Pruitus, the lesser of all evils


Get rid of your old flea meds if they contain chemicals classified as "organophosphate insecticides," also known as OPs. They are considered to be harmful not only to your dog, but to your children and yourself. 
Alternatives to OP based meds are often available only through your dog vet. Some of these products are: Comfortis (oral), Capstar flea control (oral), Program (oral), Sentinel (oral), Promeris (oral), and Fronline (topical, applied to skin).  These products seem to cause fewer side effects but they do not guarantee that a dog suffering from allergies won't react badly to them. For example, the Capstar flea control remedy claims to start working within 30 minutes and a great safety profile as far as safety is concerned, yet, a quick search on the internet proves that this flea medication too can have it's share of allergic reactions. Speaking of the Capstar flea control remedy, it's main ingredient, Nitenpyram is a prescription drug and can only be obtained by prescription. 


Herbal shampoos that contain bergamot, rosemary, citronella, juniper, geranium, eucalyptus, and lavender. Make sure you lather your dog's head too, so if there are fleas present, they don't simply migrate on his head to wait it out. Leave the suds on your dog for a few minutes so they work better. You can also rub your dog with basil, fennel, rosemary, or bicarbonate of soda and then simply brush out the residue. 
You can try adding a small amount of apple cider vinegar to your dog's water and sprinkle some garlic powder or Brewer's Yeast on his food.
For carpets, sprinkle Borax or Diatomaceous Earth for a minimum of half an hour (more effective if left overnight), and then vacuum. Keep the dog out of the room until you're done vacuuming. 
For your yard, I recommend you plant catnip and marigold (natural pesticides) in places your dog frequents. 
Use a flea comb, keep your pet clean, use flea repellants, like herbal flea powders and the natural flea reppelants mentioned above, in between baths. Maintain your dog's sleeping quarters clean and add some cedar chips to his bedding. Keep your dog as healthy as possible because healthier dogs do not draw fleas to them like ones with compromised immune systems. 
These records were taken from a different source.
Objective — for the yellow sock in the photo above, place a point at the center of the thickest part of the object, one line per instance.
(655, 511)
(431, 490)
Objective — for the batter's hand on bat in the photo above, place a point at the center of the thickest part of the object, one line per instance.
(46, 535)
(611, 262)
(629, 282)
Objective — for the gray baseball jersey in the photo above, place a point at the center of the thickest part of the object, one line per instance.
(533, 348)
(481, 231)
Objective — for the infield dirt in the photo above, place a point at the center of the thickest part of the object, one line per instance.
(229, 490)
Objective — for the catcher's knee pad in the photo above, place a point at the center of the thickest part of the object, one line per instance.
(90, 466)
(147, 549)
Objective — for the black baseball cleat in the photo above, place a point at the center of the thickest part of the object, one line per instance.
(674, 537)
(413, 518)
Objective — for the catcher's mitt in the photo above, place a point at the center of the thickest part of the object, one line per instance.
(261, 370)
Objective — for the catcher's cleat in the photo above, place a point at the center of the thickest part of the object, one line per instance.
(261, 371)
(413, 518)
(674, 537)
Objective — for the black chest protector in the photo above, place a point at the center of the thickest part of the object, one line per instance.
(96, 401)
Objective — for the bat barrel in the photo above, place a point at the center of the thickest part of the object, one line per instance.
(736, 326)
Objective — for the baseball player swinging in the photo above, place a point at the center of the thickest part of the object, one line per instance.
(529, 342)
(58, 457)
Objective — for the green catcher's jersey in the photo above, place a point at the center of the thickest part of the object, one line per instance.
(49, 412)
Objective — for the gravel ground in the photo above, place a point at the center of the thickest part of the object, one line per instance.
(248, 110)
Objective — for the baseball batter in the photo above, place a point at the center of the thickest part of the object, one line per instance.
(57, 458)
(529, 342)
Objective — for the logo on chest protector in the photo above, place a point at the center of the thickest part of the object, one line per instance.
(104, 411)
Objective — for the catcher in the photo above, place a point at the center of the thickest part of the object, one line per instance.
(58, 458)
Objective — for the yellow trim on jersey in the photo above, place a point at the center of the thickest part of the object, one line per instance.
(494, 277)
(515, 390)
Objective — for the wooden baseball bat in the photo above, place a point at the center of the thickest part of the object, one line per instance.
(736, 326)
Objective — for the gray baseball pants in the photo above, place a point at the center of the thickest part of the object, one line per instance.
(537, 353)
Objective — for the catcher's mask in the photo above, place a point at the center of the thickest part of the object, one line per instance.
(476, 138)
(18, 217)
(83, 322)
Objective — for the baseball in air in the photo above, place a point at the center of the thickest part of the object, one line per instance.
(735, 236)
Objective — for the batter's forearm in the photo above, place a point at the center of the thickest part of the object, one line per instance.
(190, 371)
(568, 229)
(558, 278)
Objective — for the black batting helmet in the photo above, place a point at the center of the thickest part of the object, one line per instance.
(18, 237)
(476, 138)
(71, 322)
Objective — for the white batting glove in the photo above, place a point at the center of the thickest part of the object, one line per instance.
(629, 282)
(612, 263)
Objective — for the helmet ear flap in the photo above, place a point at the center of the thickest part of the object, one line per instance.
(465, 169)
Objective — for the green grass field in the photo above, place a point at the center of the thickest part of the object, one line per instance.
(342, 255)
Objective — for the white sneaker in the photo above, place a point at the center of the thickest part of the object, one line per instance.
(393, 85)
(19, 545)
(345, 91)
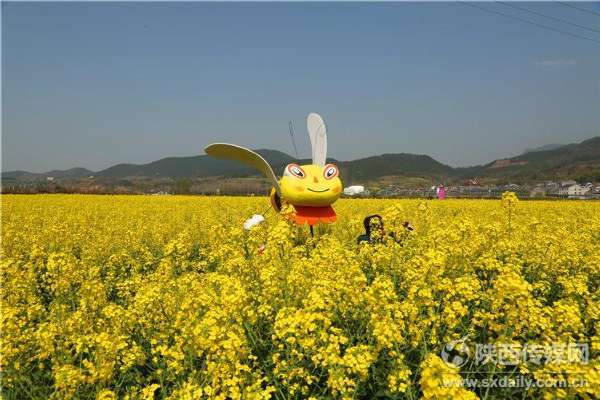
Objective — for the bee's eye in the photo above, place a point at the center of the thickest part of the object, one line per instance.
(330, 171)
(296, 170)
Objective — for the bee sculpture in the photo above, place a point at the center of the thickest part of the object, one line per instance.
(311, 189)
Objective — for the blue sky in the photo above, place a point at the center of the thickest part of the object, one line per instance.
(94, 84)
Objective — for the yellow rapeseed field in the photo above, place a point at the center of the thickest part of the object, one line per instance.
(168, 297)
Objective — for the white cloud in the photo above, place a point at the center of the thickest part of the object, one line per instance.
(558, 62)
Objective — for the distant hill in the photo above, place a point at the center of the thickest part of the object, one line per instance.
(572, 161)
(69, 173)
(403, 164)
(551, 146)
(569, 161)
(200, 166)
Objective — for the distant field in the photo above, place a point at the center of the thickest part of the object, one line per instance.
(148, 297)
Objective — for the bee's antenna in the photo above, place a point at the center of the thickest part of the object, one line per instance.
(291, 125)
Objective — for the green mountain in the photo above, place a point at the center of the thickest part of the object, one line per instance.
(579, 161)
(195, 166)
(575, 161)
(403, 164)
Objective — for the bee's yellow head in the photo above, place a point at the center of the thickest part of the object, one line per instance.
(311, 185)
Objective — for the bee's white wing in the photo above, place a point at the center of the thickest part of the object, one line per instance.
(317, 131)
(243, 155)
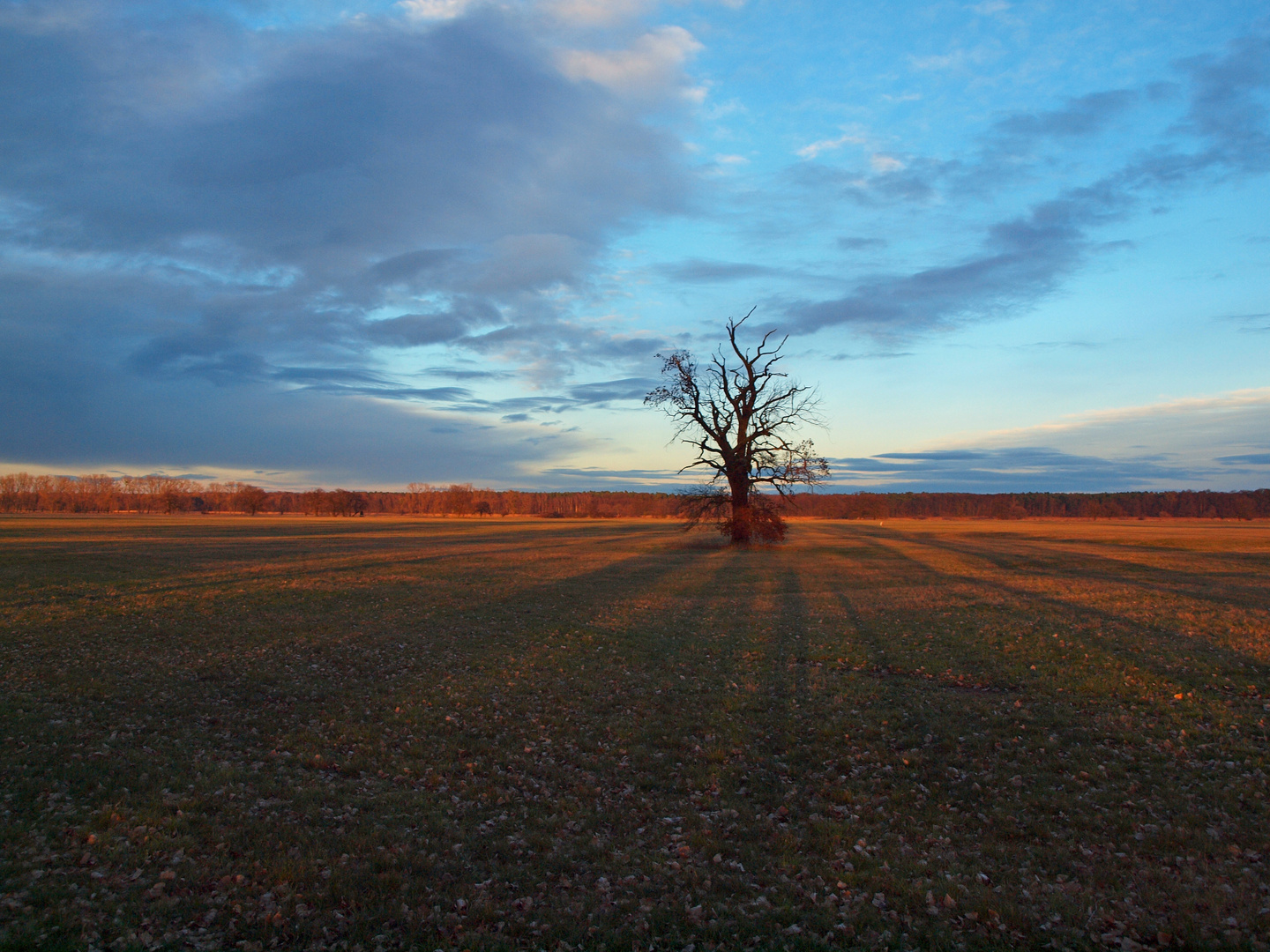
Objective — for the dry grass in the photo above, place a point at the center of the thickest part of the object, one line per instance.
(387, 734)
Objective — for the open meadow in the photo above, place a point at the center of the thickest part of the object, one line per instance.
(377, 734)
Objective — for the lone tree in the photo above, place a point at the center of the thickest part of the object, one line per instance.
(741, 413)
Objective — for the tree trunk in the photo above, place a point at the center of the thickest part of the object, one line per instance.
(742, 528)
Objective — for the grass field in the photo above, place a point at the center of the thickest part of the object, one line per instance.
(374, 734)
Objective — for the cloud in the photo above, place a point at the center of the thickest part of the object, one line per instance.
(696, 271)
(437, 9)
(651, 66)
(856, 242)
(1006, 470)
(609, 391)
(1024, 258)
(198, 204)
(828, 145)
(1082, 115)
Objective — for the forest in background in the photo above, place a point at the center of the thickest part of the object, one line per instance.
(98, 493)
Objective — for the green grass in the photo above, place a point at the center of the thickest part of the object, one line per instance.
(372, 734)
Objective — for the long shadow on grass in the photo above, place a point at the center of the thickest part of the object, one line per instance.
(1050, 607)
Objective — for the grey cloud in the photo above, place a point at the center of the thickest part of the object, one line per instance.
(93, 414)
(1025, 258)
(419, 329)
(1013, 470)
(407, 267)
(195, 201)
(606, 391)
(1082, 115)
(698, 271)
(859, 244)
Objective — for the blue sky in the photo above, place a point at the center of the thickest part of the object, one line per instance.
(1016, 245)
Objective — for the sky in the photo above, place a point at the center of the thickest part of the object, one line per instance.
(1012, 245)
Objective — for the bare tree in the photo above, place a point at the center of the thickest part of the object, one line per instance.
(741, 414)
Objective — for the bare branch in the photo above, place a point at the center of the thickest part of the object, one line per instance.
(742, 413)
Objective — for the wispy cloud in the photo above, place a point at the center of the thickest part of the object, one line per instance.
(1024, 258)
Bonus Dog Flea Management Light Trap

This isn't really a solution to a flea infested home, but it's a good indicator of whether or not you have fleas present. Take a shallow pan and fill it up to the rim with water and a bit of dish soap. Dawn is the dish soap of choice since it is considered safer for animals and lots of rescue organizations prefer it. Place the pan on top of a white cloth and shine a light on it while the rest of the house remains dark (feel free to leave it out overnight underneath a night light). Silly fleas are attracted to the light and dive like kamikazes into the concoction. The only problem is, fleas can't swim, and that's a good thing, in our case. 

What to do? Just the fact that you're reading this means you're a responsible dog owner who's getting educated. Now that you've done your research you are ready to make an educated decision based on your dog's and family's needs and limitations. Best of luck to all of us, especially our dogs who rely on us.